Le diable s'assit sur un petit tas de graviers et contempla le paysage désolé. Exactement le genre d'endroit désertique qui regorge de pétrole. Il était sûr que quelques formules de magie noire feraient jaillir le précieux liquide, mais il n'était pas en forme et surtout il avait très soif. Il n'avait rien bu depuis le petit déjeuner. Le pastis du matin et la tequila de la veille lui restaient sur l'estomac. Il en avait assez de ces boissons décapantes. Il avait envie de quelque chose de doux et corsé à la fois, léger et profond, élégant, fruité, harmonieux... et raisonnablement alcoolisé. Tout en rêvant à une telle merveille, il s'endormit. Or, quand il se réveilla, tout avait changé autour de lui. Les collines pelées s'étaient couvertes de vignes, de châteaux, de petites routes et de jolis villages. Le diable se frotta les yeux et vit à côté de lui un verre à pied rempli d'un liquide rouge très foncé. Il goûta prudemment puis but lentement. Il savoura chaque gorgée tout en contemplant le paysage. La douce lumière dorée de cette fin d'après-midi médocaine l'emplissait d'un bonheur inconnu. - C'est ça mon paradis, se dit-il. Le bon dieu peut se garder le sien, avec ses anges qui jouent du pipeau dans les nuages ! Et l'enfer, je le laisse aux jeunes démons. Moi je m'installe ici.

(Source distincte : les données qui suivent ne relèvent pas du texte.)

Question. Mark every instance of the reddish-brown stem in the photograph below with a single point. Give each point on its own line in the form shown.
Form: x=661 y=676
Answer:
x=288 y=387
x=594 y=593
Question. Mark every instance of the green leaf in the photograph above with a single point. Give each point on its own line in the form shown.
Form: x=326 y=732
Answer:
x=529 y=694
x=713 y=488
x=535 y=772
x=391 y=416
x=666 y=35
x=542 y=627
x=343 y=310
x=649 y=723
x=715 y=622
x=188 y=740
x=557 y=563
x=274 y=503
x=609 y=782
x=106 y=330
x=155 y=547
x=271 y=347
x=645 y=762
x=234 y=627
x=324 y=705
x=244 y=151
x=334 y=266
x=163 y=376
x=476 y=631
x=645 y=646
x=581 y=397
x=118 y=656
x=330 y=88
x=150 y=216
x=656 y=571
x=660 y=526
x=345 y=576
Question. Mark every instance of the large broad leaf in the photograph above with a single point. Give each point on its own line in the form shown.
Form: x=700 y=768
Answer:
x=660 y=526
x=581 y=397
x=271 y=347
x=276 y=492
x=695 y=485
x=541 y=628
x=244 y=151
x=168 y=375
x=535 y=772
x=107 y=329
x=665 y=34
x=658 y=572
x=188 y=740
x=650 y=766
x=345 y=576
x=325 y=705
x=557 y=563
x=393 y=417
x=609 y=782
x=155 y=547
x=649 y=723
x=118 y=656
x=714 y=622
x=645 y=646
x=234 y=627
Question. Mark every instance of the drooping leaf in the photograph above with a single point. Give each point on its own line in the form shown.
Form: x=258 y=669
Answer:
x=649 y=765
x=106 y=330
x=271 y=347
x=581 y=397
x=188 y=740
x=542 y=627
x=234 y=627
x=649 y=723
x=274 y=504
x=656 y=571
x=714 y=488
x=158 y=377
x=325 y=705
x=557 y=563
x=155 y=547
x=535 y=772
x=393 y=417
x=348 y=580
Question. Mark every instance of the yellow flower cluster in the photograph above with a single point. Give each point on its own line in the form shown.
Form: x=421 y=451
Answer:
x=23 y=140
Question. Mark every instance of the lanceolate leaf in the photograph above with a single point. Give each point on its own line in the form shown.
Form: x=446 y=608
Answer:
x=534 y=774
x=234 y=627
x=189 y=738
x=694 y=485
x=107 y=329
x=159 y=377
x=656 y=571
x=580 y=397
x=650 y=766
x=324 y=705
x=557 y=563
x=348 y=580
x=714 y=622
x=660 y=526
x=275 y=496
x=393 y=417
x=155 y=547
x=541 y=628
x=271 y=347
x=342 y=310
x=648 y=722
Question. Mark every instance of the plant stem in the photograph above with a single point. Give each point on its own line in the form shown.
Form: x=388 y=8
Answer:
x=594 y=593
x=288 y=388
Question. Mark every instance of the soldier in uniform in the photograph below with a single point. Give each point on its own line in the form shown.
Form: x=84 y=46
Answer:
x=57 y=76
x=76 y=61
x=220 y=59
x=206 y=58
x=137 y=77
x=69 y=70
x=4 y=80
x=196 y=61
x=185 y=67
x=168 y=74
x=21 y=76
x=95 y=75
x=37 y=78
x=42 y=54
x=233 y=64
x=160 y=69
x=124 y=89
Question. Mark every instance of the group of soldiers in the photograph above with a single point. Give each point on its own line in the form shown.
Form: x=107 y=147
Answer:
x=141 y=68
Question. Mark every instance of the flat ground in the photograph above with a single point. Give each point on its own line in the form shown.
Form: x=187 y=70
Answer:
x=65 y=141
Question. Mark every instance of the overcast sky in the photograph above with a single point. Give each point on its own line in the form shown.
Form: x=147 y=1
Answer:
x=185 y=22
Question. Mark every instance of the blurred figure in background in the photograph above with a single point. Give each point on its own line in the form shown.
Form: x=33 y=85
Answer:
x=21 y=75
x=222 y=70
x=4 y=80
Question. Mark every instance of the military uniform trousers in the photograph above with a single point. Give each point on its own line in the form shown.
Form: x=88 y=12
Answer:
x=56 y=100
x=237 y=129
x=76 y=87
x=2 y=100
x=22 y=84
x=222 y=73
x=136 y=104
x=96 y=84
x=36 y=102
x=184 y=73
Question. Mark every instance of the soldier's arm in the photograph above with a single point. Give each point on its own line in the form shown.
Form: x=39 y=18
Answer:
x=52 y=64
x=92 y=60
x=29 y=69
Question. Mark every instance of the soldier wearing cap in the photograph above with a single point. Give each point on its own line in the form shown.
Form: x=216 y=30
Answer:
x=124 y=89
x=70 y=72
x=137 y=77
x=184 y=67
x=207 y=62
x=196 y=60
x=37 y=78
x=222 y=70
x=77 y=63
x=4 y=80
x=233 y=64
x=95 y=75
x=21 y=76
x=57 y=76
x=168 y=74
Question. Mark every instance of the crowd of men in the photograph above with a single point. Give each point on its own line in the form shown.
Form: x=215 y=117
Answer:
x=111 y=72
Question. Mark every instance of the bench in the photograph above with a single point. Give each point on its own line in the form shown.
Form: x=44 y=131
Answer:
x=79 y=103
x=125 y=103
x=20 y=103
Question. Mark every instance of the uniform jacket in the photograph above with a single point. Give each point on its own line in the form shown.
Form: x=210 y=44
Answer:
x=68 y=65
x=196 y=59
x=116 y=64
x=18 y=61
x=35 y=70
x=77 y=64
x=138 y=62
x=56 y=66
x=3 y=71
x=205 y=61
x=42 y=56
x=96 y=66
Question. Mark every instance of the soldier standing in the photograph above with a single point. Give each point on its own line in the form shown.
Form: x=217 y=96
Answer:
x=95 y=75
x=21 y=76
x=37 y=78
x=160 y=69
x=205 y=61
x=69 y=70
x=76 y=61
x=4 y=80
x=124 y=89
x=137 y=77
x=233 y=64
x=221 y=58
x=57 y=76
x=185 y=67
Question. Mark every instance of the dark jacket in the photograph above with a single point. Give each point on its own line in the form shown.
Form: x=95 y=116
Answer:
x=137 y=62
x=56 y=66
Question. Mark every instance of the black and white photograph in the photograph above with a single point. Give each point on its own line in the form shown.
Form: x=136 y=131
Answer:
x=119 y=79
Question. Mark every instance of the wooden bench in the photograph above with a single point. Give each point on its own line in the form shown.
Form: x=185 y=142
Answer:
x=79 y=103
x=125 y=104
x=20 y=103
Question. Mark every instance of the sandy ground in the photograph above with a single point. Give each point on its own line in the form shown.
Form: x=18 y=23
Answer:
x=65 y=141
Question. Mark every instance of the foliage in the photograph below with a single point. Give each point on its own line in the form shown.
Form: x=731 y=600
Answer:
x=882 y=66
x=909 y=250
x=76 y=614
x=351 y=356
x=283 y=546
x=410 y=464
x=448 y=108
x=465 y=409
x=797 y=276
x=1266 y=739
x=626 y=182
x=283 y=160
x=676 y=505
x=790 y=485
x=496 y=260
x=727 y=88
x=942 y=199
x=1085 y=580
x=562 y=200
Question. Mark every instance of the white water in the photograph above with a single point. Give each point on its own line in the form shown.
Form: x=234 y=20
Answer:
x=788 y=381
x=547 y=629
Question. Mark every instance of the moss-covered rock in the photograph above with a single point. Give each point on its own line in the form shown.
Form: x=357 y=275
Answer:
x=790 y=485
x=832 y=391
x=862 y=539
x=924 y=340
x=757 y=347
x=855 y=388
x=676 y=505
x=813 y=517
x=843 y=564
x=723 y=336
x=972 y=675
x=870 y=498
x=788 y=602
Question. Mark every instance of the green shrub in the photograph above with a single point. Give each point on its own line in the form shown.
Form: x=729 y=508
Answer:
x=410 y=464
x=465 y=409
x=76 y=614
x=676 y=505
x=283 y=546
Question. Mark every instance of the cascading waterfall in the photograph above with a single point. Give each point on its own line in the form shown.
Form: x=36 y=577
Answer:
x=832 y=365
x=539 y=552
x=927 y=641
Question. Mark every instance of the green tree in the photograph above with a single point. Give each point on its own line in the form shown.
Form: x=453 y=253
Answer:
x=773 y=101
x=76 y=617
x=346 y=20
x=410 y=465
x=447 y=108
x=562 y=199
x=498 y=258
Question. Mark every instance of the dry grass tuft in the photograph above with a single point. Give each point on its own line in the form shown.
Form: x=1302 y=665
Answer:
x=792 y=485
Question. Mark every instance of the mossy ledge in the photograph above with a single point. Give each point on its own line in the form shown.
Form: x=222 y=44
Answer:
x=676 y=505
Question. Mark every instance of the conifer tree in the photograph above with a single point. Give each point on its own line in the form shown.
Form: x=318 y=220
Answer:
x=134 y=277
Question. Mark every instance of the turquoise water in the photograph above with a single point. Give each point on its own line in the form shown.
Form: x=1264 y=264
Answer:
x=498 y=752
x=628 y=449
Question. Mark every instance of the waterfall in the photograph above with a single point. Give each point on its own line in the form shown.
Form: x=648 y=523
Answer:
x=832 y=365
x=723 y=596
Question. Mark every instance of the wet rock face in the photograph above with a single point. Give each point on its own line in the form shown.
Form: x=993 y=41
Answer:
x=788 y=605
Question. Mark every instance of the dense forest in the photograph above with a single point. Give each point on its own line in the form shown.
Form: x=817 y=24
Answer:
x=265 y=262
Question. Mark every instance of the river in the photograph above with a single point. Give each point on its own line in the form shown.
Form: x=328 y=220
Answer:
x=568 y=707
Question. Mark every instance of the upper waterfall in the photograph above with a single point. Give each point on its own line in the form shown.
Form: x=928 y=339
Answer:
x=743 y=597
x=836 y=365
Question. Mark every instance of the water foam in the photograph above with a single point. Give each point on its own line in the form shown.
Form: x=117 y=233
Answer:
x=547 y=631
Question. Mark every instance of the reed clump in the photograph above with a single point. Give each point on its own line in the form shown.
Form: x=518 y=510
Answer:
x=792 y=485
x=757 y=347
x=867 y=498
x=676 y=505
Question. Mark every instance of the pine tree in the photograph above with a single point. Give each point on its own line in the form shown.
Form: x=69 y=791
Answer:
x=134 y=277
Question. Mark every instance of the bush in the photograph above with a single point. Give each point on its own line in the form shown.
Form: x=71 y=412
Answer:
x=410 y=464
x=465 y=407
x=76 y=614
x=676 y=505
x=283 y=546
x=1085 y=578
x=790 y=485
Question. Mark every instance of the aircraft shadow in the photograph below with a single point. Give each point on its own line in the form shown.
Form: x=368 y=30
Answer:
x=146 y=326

Quelques temps plus tard, les deux vieux ennemis se retrouvèrent sur le bord de la 215, à l'entrée de Listrac. Le bon dieu conduisait toujours sa mercédès truc chouette, mais le diable arriva au volant d'un berlingo tout neuf. - Moi Vivant! s'exclama le bon dieu, quel pays difficile ! J'ai semé du blé et planté des betteraves, ça n'a rien donné. J'ai essayé l'orge, l'avoine, et le seigle. Ce n'était guère mieux. Tout ce que j'ai réussi à faire pousser, c'est une pauvre lande et j'y ai mis quelques bergers qui tirent le diable par la queue, si j'ose dire. Mais toi, je suppose que tu n'as rien pu tirer de ton pays de grave, mon pauvre ami ! - Regarde ces vignes, répondit le diable en pointant son doigt vers l'est. Je ne suis pas mécontent du vin qu'elles donnent. - Des vignes et du vin ! s'exclama le bon dieu d'un ton supérieur. Tu ne lis pas les journaux ? C'est la crise à cause de la concurrence des vins d'ailleurs. - Celui-ci se vendra toujours, assura le diable, parce que c'est le meilleur du monde. Tiens, goûte moi ça. Et il déboucha une bouteille de Margaux. Le bon dieu admit qu'il n'avait jamais rien bu d'aussi bon et regretta d'avoir laissé un tel terroir au diable. Très vexé, il remonta dans son 4x4 et partit vers Bordeaux.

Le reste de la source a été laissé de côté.